Still, assigning blame for racial setbacks and disparity misses a larger point: black Americans deserve to be treated by their leaders as adults with free minds and independent spirits, not as grateful, ever-reliable subjects of an entrenched voting bloc. Every American, when focused and inspired, is capable of far more than he or she realizes -- that is the spirit that public policy should tap into. Perhaps conservative-backed enterprise zones and school vouchers are not the best solutions, but the focus of public dialogue should be on finding what is. Fixing the black nuclear family is of far greater importance but provokes far less urgency than whether some public official uttered the word 'niggardly' or the ravings of Don Imus or some lame, substance-free Beer Summit.
Ideally, more Americans would draw inspiration from the life of Herman Cain than from the flowery oration of President Obama. The former CEO and chairman of the board of godfather's Pizza is conservative, having run for the GOP nomination for the Senate from Georgia, but his contributions to American life extend far beyond partisan politics. Born in Memphis in 1945, he climbed the corporate ladder at Pillsbury's and later took the reins of Godfather's. He was the first black president of the National Restaurant Association and went on to win awards for his business and humanitarian efforts. Now host of a talk radio show in Atlanta, he cites his overriding principles for success as "focus, focus, focus" and "exceed the expectations of the job." By comparison, President Obama's life story is not uninspiring, but his administration's rhetoric breeds a dependency far removed from Herman Cain's living testament to individual initiative and capitalism.

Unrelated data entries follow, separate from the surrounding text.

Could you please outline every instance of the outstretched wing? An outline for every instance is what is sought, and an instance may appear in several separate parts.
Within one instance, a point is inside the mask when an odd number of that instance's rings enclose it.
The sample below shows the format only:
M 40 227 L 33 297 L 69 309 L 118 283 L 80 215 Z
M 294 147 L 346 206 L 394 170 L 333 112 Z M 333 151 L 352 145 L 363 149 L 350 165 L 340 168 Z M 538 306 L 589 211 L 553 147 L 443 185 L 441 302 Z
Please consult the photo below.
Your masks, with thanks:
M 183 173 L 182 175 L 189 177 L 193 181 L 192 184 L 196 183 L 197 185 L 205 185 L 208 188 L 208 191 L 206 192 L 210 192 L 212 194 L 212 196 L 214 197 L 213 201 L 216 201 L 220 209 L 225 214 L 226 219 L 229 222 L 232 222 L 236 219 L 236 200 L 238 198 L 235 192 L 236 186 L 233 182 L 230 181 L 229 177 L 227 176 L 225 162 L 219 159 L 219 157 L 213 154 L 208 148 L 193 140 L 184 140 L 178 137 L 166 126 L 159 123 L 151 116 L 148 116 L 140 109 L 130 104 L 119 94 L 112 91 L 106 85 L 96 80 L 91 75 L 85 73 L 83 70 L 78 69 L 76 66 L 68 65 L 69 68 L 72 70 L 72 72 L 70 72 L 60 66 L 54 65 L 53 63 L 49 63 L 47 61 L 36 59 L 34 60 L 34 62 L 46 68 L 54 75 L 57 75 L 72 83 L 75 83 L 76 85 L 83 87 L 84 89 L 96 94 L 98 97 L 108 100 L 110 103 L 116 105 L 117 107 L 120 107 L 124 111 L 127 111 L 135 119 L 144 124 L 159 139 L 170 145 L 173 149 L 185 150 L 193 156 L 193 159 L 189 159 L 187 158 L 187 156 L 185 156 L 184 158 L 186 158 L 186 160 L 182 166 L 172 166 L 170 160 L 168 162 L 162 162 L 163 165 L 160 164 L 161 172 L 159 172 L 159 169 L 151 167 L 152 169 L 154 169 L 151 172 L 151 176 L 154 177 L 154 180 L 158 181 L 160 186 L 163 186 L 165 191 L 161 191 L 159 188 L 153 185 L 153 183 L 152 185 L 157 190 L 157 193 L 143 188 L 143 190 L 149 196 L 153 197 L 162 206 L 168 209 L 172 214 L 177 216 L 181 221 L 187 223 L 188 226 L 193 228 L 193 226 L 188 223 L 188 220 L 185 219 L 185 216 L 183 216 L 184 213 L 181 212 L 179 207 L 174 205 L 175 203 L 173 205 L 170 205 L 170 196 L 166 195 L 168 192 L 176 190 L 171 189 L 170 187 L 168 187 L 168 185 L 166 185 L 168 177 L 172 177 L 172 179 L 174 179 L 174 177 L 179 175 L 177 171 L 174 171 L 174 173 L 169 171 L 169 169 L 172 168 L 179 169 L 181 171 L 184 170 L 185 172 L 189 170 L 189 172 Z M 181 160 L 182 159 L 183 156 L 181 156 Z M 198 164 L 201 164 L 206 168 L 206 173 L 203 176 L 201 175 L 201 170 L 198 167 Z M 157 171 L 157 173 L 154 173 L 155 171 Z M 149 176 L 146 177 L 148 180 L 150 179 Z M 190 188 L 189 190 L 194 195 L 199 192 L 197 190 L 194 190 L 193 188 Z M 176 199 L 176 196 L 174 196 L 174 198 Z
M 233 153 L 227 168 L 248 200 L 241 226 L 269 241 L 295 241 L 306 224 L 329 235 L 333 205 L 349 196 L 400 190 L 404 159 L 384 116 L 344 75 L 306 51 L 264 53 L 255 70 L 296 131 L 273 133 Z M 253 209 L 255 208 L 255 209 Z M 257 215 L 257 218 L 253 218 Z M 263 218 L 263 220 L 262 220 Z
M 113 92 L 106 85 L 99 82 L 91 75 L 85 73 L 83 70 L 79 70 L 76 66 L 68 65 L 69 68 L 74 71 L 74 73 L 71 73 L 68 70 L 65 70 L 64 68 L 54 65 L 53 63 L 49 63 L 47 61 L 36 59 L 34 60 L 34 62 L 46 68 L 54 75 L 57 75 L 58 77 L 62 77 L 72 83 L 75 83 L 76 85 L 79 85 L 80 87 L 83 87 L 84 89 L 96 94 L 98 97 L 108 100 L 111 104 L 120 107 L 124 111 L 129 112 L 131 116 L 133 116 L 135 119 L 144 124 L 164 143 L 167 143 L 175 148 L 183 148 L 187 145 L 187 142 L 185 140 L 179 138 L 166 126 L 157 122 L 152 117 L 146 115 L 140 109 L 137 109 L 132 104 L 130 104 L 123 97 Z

The title of a recent Townhall.com column reveals the banal state of political discourse: "Criticizing President Obama is Not Racist." Even if Obama, the most lauded of modern presidents was criticized because of racism, his policies would still merit public scrutiny. His presidency, after all, is not solely about him. If history recalls that Obama led, not by transforming America, but by seeking to extend the traditions of liberty to all citizens, then he can truly be remembered as a post-racial president.